# Revisiting Hallucination Detection Through The Lens Of Effective Ranks


## Installation Guide


To install Python with all necessary dependencies, we recommend the use of conda


```
conda-env update -f environment.yaml
conda activate effective_rank
export USER="root"
export HF_HOME=/root/autodl-tmp/huggingface
export WANDB_BASE_URL="https://api.bandw.top"
huggingface-cli login
```

For all tasks except BioASQ, the dataset is downloaded automatically from the Hugging Face Datasets library upon first execution, while BioASQ needs to be [downloaded](http://participants-area.bioasq.org/datasets) manually and stored at `$SCRATCH_DIR/$USER/code/data/bioasq/training11b.json`

Our experiments rely on [wandb](https://wandb.ai/) to log and save individual runs. While wandb will be installed automatically with the above conda script, you may need to log in with your wandb API key upon initial execution.

Our experiments rely on Hugging Face for all LLM models and most of the datasets. It may be necessary to set the environment variable HUGGING_FACE_HUB_TOKEN to the token associated with your Hugging Face account. Further, it may be necessary to apply for access to use the official repository of Meta's LLaMa-2 models.

## Demo

Execute

```
python run.py --model_name=Llama-2-7b-chat --dataset=trivia_qa
```

to reproduce results for LLaMa-2 Chat (7B) on the TriviaQA dataset. The baseline results will also be provided after all responses have been generated.


## Further Instructions


### Repository Structure

We here give an overview of the various components of the code.

By default, a standard run executes the following three scripts in order:

* `run.py`: Sample responses (and their likelihods/hidden states) from the models for a set of input questions.
* `compute_uncertainty_measures.py`: Compute uncertainty metrics given responses.
* `analyze_results.py`: Compute aggregate performance metrics given uncertainties.

## Acknowledgements

Our implementation of semantic entropy calculation is built upon and inspired by the codebase from [jlko/semantic_uncertainty](https://github.com/jlko/semantic_uncertainty).

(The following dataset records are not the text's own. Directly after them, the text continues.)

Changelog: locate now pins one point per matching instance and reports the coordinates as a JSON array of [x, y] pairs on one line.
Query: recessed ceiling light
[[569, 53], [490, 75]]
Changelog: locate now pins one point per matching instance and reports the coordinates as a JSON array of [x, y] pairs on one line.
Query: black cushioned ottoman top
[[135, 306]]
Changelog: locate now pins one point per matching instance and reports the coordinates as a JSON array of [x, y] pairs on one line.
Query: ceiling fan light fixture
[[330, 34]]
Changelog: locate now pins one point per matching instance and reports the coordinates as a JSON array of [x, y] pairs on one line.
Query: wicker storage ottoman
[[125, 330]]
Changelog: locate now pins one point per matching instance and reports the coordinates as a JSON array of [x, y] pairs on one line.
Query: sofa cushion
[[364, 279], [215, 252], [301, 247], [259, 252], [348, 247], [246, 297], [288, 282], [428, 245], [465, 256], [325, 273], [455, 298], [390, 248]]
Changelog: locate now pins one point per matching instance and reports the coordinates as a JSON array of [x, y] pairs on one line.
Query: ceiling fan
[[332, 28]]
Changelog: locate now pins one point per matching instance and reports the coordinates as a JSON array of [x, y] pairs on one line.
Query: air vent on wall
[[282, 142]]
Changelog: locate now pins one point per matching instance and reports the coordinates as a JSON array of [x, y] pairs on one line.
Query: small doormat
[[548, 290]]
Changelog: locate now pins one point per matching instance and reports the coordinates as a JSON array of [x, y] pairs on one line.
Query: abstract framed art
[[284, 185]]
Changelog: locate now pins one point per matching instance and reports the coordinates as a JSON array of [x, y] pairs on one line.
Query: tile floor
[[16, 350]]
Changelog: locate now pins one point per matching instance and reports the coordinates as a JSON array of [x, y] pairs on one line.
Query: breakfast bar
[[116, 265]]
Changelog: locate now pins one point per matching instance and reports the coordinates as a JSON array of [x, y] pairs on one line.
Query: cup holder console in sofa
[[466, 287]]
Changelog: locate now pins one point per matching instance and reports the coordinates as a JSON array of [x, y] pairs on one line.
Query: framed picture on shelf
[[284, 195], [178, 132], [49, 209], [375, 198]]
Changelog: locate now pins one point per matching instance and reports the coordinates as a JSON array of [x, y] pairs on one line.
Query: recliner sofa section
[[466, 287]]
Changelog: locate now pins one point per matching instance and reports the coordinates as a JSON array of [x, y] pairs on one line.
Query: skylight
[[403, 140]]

We thank the authors for making their code publicly available.

We also acknowledge the foundational work presented in the paper **"Detecting Hallucinations in Large Language Models Using Semantic Entropy"**. Their formulation of semantic entropy provided significant inspiration for our approach to quantifying uncertainty in model generations.

While our work adapts and integrates these components into a broader framework for a different application, we are grateful for the clarity and quality of the original research and code, which greatly facilitated our development process.